Chapitre 12 Lundi, 28 mars.
Je détache d’une chronique qui a paru dernièrement, dans un journal, dont par charité, je tairai le nom, le paragraphe suivant :
« Voyez ces dames qui vont traverser la rue au moment où vous arrivez en voiture. Vous arrêtez votre cheval, elles s’arrêtent, font quelques pas en arrière et vous regardent. Vous touchez votre cheval pour aller plus vite et pour leur laisser le chemin libre, et les voilà qui en font autant : elles sont presque sous les pieds du cheval, elles jettent des petits cris effarouchés, et se rejettent de nouveau en arrière. Le lendemain et les jours suivants, elles recommenceront le même jeu, et presque toujours au même endroit. Les femmes manquent d’initiative et ne savent quel parti prendre en face d’un danger imminent. »
Évidemment, l’auteur de ce petit chef-d’oeuvre littéraire n’a pas vécu dans notre grande ville.
Il aurait vu que l’option de traverser ou non les rues sans danger, la liberté d’avancer ou de reculer, ne nous sont nullement concédées, mais que notre vie, en ces moments critiques, est absolument à la merci des cochers de place.
Et ils n’ont pas l’âme bien généreuse, car pour peu qu’elle insistât pour passer de l’autre côté, ils écraseraient sans pitié la téméraire.
À Montréal, il n’y a pas d’alternative. Il ne s’agit pas de marcher ou de s’arrêter, de faire quelques pas en arrière, de laisser aller la voiture si on le veut bien, c’est la voiture qui franchit l’espace quand même.
D’ailleurs, l’on y est tellement habitué, que, depuis longtemps, c’est chose reçue, acceptée, sans que personne songe à se rebiffer.
Vous voyez, aux coins des rues, de petits groupes de dames attendant que les voitures, les omnibus, les camions s’éloignent et, quand tous ils ont défilé, les uns au grand trot, les autres avec une lenteur qui fait bouillir d’impatience, on peut se décider à parcourir l’espace qui sépare un trottoir de l’autre. Il reste sage pourtant d’interroger l’horizon, en avant, en arrière, de chaque côté, pour voir si aucun véhicule n’arrive à toute allure, car avant que l’on ait fait la moitié du chemin, il serait prêt à vous écraser sans crier gare.

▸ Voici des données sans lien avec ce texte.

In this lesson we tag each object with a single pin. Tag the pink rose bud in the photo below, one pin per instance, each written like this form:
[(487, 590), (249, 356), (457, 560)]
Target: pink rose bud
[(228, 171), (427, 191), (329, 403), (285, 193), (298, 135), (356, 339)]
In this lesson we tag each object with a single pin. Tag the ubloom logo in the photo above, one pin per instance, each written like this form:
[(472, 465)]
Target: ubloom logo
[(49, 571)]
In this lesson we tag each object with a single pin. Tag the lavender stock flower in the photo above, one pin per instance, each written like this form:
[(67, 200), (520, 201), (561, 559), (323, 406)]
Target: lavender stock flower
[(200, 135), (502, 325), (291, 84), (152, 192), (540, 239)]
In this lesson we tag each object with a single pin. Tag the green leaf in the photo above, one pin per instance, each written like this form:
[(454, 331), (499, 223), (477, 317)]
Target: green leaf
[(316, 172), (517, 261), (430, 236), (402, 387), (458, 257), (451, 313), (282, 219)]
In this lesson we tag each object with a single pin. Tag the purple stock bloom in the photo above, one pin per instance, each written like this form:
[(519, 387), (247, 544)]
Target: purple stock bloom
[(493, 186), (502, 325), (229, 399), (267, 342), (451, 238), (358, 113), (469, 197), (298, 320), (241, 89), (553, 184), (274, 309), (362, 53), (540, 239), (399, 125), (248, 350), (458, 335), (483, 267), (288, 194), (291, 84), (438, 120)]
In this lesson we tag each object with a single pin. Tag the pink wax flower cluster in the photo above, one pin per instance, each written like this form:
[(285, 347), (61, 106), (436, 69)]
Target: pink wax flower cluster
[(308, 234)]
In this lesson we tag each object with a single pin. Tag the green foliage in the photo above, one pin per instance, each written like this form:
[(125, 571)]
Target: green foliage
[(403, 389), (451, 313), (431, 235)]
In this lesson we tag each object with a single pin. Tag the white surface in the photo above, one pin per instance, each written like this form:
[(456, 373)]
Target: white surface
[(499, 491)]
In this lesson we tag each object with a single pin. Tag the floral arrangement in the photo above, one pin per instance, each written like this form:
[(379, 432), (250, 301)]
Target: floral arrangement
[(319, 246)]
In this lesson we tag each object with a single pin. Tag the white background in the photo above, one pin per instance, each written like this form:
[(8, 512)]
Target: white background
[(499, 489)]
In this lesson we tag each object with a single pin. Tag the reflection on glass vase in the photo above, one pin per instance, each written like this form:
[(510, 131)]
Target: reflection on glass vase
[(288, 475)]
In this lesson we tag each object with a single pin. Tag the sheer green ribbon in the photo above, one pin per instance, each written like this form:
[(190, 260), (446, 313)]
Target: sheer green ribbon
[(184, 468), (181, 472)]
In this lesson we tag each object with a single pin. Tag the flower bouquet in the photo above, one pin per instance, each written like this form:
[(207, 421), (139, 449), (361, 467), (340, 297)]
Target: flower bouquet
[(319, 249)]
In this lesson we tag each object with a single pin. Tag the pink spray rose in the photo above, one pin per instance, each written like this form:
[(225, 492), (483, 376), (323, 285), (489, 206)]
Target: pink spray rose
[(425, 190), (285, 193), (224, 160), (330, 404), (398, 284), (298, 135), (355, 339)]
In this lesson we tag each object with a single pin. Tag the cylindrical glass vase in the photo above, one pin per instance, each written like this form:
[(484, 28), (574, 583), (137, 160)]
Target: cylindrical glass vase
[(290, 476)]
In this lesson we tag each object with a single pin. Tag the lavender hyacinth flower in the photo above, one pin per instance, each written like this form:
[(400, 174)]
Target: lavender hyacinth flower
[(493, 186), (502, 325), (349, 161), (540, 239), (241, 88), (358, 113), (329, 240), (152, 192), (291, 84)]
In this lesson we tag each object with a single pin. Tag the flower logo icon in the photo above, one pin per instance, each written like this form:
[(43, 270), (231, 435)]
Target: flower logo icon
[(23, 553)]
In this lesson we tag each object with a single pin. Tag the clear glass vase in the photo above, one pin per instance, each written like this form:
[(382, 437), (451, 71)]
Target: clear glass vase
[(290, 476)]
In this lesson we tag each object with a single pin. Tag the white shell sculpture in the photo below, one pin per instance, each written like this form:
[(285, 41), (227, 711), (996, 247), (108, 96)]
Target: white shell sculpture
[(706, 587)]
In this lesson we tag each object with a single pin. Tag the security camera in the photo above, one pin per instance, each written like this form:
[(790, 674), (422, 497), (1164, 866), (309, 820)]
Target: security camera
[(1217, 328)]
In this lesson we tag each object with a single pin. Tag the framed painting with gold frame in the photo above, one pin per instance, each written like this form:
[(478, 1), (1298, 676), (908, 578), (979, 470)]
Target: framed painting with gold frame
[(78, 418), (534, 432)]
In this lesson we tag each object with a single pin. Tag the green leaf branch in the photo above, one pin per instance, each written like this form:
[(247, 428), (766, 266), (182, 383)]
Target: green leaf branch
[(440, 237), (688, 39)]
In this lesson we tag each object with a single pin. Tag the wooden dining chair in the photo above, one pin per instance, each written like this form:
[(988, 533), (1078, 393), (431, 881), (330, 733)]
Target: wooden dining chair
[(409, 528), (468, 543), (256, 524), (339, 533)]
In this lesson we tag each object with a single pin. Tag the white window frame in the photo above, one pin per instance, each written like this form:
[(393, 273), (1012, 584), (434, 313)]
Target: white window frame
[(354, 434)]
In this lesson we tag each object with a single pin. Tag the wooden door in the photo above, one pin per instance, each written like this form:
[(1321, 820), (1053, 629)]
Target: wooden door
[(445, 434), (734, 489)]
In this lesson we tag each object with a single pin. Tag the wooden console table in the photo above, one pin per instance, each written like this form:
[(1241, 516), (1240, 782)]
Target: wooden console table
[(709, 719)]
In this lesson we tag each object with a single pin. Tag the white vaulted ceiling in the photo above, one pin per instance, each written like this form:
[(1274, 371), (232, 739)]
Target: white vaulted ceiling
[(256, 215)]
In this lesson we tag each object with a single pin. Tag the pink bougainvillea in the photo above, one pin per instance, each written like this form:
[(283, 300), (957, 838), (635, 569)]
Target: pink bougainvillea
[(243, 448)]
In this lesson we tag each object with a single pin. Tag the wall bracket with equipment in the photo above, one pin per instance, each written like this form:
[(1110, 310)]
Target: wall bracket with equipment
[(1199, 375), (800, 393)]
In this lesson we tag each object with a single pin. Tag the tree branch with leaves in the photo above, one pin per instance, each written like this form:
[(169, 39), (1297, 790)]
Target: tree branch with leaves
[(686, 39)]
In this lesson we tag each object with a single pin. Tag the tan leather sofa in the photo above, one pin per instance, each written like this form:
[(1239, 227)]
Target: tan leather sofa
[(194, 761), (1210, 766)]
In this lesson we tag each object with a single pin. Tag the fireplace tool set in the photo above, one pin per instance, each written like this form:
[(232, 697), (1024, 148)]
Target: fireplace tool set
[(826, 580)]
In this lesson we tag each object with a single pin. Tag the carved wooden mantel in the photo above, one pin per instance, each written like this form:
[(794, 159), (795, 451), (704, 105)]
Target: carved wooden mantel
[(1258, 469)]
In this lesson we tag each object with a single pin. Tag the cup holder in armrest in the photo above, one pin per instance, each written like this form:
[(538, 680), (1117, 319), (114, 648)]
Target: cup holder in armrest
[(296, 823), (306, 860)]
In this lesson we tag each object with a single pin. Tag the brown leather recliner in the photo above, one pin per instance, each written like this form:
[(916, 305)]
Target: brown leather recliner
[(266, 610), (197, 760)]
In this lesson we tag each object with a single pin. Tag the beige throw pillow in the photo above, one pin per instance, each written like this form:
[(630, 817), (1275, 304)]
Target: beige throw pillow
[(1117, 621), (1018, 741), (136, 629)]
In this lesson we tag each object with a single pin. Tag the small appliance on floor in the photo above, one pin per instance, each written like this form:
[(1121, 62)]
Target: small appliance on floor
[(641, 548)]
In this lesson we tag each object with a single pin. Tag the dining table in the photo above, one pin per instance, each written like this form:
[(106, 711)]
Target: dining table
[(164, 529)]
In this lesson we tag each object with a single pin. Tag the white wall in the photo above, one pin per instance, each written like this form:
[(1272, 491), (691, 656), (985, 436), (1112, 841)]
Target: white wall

Nous en viendrons peut-être, avant longtemps, à être obligées de nous assurer d’une voiture de place, dans l’unique but de traverser d’un côté de la rue à l’autre.
Il ne suffit pas que les cochers, les conducteurs de lourdes charrettes, mettent en danger les jours des pauvres piétonnes, les jeunes dandys, eux-mêmes, ne savent plus attendre et ne modèrent en rien l’allure de leurs fringants attelages.
L’autre jour, l’un d’eux faillit jeter sous les pieds de son cheval une charmante montréalaise, et il s’en excusa auprès d’elle, avec de grands coups de chapeau, en disant qu’il ne l’avait pas reconnue.
Cette excuse me rappelle celle qu’un chef irlandais avait faite, lorsque, cité devant son roi pour avoir mis le feu à une église, il ne trouva de meilleure raison, pour pallier sa faute, que d’alléguer qu’il avait cru que l’évêque était dedans.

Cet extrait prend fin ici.